Nieuzasadniona wściekłość

Pamięć o tym była powodem jej histerycznej reakcji, gdy córka zapytała, czy może zostać na ognisku. Mariannę wspomina: „Byłam tak wściekła, że z początku zareagowałam zupełnie niewłaściwie i doszło między nami do potężnej awantury. Gdy opowiedziałam siostrze, co się stało, rzekła: »Nie sądzisz, że ma to związek z tym, co sama przeżyłaś? nagle zdałam sobie sprawę, że nawet nie byłam zła na córkę. Przeraziłam się, że mogłaby znaleźć się w identycznej sytuacji”. Odkrycie Mariannę umożliwiło jej zmianę podejścia do córki i rozwiązanie problemu w sposób satysfakcjonujący obie strony. Gniew jest idealną maską niepokoju. Zupełnie zrozumiałe, że mając za zadanie bezpieczne przeprowadzenie córek przez okres dojrzewania, matki tak często wpadają w panikę. Zanim jednak zareagujesz na coś złością, należy zadać sobie pytania: Co faktycznie złego zrobiła twoja córka? Czy sprawiła ci zawód? Źle cię potraktowała?

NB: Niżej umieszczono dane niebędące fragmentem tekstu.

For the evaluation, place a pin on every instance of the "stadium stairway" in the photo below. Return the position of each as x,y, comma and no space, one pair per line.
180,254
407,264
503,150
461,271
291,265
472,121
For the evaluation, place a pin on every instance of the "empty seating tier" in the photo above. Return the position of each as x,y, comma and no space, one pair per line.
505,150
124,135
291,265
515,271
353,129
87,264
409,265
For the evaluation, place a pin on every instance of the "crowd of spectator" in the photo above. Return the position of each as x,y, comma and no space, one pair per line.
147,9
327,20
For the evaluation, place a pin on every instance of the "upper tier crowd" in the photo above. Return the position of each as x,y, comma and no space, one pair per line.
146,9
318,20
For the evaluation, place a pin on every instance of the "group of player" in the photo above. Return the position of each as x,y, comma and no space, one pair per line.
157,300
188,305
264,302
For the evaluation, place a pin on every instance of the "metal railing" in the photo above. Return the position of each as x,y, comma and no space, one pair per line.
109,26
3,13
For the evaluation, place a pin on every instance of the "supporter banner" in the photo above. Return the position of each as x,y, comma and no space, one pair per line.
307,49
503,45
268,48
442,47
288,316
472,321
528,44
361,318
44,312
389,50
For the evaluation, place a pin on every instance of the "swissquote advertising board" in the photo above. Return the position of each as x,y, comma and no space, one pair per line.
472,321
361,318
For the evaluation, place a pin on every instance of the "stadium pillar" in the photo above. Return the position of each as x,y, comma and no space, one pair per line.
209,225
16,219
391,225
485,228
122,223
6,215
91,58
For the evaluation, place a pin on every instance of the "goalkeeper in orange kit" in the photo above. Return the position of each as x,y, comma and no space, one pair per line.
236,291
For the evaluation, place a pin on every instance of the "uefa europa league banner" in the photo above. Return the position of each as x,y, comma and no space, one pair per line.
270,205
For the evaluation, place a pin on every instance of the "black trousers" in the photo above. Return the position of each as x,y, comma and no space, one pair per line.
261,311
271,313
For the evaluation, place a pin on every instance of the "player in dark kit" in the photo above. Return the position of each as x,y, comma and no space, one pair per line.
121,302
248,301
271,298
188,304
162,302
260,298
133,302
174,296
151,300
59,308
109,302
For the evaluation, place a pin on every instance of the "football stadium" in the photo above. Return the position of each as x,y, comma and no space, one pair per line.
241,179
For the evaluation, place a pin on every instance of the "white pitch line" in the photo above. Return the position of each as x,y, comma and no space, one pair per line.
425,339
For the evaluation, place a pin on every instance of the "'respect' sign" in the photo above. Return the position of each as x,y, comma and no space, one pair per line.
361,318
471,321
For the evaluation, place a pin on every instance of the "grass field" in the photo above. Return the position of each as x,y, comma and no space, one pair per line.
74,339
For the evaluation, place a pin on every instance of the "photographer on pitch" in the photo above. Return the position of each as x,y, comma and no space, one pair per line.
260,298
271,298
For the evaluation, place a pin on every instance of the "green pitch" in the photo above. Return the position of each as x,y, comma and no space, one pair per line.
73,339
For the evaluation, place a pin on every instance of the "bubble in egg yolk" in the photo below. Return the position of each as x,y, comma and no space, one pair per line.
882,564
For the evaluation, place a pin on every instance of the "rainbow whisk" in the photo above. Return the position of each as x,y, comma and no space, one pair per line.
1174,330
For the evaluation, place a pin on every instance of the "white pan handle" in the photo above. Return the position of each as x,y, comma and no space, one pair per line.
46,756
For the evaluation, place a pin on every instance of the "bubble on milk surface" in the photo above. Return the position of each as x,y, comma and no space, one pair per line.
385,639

Czy jesteś wściekła na jej nieumiejętność oceny sytuacji? Możesz – tak jak Mariannę – dojść do wniosku, że prośba córki obudziła w tobie niepokój albo postawiła cię w niezręcznej sytuacji, ale kluczem do stosownej
uprzejmej reakcji jest uświadomienie sobie, że córka prawdopodobnie nie miała takiego zamiaru. Pamiętanie o rozwojowych zadaniach córki ułatwi ci zrozumienie motywacji leżącej u podłoża tego, co w innym razie można by uznać za absurdalną prośbę lub nieprzemyślane żądania. W takich wypadkach możesz zdecydować o innym sposobie rozpatrzenia sprawy lub potraktowaniu jej z pobłażaniem.